Большие руки Хвостова лежат на краю столика, и, кажется, не в его силах убрать их.
— Мне с нею и прежде было трудно говорить, — замечает он упавшим голосом.
По мере того как гаснет день, в непросторном коридоре вагона собирается делегация. Солнце уже ушло из вагона, но оно удерживается на мокрых лугах, которые сейчас пересекает наш поезд.
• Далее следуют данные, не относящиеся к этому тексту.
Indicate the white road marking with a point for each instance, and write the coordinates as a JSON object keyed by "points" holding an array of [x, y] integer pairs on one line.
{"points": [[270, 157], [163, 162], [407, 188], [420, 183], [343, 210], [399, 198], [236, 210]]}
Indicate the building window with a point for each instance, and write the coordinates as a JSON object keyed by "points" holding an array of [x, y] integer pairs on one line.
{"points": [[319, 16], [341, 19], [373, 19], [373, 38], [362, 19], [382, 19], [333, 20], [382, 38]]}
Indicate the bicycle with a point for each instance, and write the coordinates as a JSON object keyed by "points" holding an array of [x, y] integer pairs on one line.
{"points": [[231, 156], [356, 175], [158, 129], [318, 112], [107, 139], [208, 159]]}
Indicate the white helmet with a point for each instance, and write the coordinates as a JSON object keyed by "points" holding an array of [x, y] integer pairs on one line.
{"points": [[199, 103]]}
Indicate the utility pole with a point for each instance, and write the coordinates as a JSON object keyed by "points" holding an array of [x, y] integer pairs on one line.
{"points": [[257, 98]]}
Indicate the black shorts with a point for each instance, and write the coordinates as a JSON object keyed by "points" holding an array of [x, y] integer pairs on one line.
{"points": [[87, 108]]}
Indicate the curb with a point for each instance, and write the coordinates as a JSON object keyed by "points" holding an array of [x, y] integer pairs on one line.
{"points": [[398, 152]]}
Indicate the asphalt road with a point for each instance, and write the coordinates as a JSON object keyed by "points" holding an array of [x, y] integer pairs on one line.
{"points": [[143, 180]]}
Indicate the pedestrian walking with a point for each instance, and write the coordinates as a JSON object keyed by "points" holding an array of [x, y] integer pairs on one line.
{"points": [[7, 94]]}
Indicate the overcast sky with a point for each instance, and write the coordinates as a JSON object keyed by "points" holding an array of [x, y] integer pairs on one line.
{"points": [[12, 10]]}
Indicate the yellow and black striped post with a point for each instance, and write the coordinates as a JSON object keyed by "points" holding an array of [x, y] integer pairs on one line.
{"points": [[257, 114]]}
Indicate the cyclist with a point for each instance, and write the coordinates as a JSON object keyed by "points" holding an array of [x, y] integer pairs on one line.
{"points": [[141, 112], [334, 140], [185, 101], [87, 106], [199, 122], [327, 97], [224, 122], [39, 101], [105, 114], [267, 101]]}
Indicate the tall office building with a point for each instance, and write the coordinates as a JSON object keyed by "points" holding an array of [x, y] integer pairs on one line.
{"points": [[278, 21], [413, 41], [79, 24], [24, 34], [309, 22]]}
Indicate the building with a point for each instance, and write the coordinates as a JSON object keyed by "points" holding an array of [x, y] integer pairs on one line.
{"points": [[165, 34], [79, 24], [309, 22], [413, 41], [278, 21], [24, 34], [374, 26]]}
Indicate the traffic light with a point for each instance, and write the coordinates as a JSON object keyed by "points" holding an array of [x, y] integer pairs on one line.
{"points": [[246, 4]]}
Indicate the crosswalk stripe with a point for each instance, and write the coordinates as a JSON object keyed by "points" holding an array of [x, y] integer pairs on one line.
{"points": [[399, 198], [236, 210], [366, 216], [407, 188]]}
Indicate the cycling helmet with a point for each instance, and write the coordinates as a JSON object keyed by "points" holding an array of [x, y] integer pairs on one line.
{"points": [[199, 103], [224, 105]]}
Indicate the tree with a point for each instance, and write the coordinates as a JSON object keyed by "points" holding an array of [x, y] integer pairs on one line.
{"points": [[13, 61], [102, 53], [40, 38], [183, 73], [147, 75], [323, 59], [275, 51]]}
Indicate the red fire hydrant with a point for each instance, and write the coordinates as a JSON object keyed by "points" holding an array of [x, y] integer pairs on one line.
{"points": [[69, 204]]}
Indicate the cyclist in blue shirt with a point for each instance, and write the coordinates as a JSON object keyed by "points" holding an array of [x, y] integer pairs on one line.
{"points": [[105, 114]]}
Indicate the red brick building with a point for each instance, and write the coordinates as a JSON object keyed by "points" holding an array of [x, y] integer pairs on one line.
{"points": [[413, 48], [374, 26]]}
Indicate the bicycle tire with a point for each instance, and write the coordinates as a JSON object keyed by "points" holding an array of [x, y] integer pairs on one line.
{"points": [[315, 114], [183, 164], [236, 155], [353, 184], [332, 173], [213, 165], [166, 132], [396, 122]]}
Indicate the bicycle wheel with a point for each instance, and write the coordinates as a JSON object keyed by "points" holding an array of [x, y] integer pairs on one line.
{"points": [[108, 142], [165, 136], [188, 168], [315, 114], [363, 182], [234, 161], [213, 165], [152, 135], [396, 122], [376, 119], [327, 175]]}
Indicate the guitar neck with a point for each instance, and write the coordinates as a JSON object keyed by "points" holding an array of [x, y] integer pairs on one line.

Тут много озер, спокойных, точно впаянных в темную зелень лугов, — в свете закатного солнца, по–мартовски яркого, озера холодно пламенеют. Выйдешь в такую минуту к окну и не можешь оторвать восхищенных глаз от залитых предвечерним солнцем лугов.
Казалось, молчание полонило всех, отняты все слова, впрочем до той самой минуты, когда вечерняя тень накрывает землю.
— А нет ли смысла в начале дня собирать нам малое вече, Георгий Васильевич? — спрашивает Литвинов, оглядывая стоящих у окна. — В Генуе?
— Есть, разумеется: ум хорошо, два лучше…
— А пять куда как сильно, — произносит Литвинов, произносит громко, в расчете, чтобы слышали стоящие у окна.
Итак, пять куда как сильно. Сейчас все пятеро здесь.